Patients using telehealth should ensure the provider orders a comprehensive baseline lab panel before initiating therapy. The Endocrine Society guideline recommends baseline measurement of total testosterone (two separate morning draws), PSA, hematocrit, lipid panel, and liver function tests. Follow-up hematocrit checks at 3 to 6 months are especially important, since testosterone therapy increases erythropoiesis and can raise hematocrit above 54%, a threshold associated with increased thromboembolic risk.

Some telehealth platforms operating in Oklahoma offer bundled pricing that includes the consultation, lab orders, and a 90-day supply of compounded testosterone gel for $150 to $250 per quarter, making them cost-competitive with the $120/month standalone compounded gel price.

AndroGel vs. Injectable Testosterone: Cost Comparison in Oklahoma

Injectable testosterone cypionate is the cheapest prescription testosterone option in Oklahoma. A 10 mL vial of 200 mg/mL testosterone cypionate costs $30 to $50 at most pharmacies and lasts 10 to 20 weeks depending on dose. That works out to roughly $10 to $20 per month.

The tradeoff is pharmacokinetic. Injections produce peak-and-trough cycling, with supraphysiologic levels in the first 24 to 48 hours followed by a decline toward the lower end of normal by the end of the injection interval. Daily topical gel application mimics the body's natural circadian testosterone pattern more closely, producing steadier serum levels. Some patients report fewer mood swings, less acne, and more consistent energy on gel versus injections, though head-to-head trial data comparing patient-reported outcomes are limited.

A secondary analysis from the Testosterone Trials showed that the gel formulation improved depressive symptoms as measured by the PHQ-9 in men with hypogonadism and baseline low-grade depression. The sexual function improvements were also significant: libido, erectile function, and sexual activity all increased relative to placebo over the 12-month study period.

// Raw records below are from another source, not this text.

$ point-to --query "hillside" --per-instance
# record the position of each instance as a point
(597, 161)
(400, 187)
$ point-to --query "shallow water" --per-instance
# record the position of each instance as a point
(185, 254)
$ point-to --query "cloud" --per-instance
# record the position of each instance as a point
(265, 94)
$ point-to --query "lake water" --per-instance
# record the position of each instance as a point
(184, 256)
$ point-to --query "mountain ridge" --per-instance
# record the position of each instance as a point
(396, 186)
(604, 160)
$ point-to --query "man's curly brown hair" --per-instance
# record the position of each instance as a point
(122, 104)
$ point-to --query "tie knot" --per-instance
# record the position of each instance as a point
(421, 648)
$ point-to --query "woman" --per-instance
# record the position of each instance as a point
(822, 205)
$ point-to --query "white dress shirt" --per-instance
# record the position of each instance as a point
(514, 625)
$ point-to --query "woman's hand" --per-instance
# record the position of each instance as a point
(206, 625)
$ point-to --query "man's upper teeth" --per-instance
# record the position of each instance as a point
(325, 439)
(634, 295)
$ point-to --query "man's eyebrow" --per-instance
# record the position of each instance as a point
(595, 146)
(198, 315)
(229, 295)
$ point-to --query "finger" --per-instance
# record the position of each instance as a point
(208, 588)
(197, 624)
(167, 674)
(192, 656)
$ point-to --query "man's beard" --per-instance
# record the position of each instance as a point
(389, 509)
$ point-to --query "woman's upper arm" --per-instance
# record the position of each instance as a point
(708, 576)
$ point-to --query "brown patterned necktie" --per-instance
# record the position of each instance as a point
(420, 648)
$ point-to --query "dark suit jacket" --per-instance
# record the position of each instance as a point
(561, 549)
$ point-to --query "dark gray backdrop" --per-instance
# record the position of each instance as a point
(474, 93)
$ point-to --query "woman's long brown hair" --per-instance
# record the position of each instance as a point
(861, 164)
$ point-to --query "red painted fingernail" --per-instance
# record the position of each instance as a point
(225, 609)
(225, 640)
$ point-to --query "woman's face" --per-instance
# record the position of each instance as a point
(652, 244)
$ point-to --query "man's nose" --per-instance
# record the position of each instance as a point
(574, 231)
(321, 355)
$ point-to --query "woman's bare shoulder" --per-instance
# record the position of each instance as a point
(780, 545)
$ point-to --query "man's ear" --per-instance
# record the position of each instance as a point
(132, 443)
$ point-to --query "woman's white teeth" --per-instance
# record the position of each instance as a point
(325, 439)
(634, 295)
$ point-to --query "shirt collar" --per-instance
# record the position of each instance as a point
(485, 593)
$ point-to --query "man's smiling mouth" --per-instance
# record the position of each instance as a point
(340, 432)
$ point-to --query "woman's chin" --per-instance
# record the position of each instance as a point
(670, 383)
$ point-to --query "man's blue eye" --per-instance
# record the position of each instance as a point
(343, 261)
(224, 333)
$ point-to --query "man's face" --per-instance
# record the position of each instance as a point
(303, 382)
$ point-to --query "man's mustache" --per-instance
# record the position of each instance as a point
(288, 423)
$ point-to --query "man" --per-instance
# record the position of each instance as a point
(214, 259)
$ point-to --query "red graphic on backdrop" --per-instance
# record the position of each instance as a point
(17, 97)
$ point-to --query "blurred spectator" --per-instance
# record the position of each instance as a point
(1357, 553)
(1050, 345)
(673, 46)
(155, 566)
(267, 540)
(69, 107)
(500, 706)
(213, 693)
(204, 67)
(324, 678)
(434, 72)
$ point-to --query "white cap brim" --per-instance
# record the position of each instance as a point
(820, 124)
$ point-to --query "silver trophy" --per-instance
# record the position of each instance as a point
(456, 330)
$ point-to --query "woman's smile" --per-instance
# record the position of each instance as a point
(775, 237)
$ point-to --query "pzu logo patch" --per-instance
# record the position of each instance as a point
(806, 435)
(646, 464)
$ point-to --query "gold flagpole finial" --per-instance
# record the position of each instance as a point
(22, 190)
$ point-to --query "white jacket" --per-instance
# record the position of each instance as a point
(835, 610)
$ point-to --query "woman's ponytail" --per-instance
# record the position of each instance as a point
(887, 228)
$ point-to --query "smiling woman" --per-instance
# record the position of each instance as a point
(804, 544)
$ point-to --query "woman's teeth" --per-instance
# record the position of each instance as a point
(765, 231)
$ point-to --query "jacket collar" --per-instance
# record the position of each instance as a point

For Oklahoma patients whose primary concern is cost and who are comfortable with self-injection, testosterone cypionate remains the most economical choice. For those who prefer a non-injectable daily option, compounded testosterone gel at $120/month offers the best value. Brand AndroGel at $510/month is the premium option, justified mainly by its standardized metered-pump delivery and extensive safety data from the original registration trials.

Safety Monitoring on Testosterone Gel in Oklahoma

Any man starting testosterone gel in Oklahoma, whether brand or compounded, needs structured follow-up. The Endocrine Society's 2018 guideline specifies monitoring at 3 months, 6 months, and then annually. Required labs include serum testosterone (drawn 2 to 8 hours after gel application), hematocrit, PSA, and a metabolic panel.

Polycythemia is the most common lab abnormality. The TRAVERSE trial (N=5,246), a cardiovascular safety study of transdermal testosterone in men aged 45 to 80 with hypogonadism and preexisting or high risk of cardiovascular disease, found that testosterone gel did not increase the incidence of major adverse cardiovascular events (MACE) compared to placebo over a mean follow-up of 33 months. The hazard ratio for MACE was 0.99 (95% CI, 0.81 to 1.21). Polycythemia (hematocrit above 54%) occurred in 2.6% of testosterone-treated men versus 0.4% of placebo, confirming the need for hematocrit surveillance.

The FDA's 2015 labeling update requires all testosterone products to carry a warning about possible increased cardiovascular risk, though the TRAVERSE data have since provided reassurance for the transdermal route specifically. Oklahoma prescribers should discuss both the TRAVERSE findings and the FDA label language with patients before initiating therapy.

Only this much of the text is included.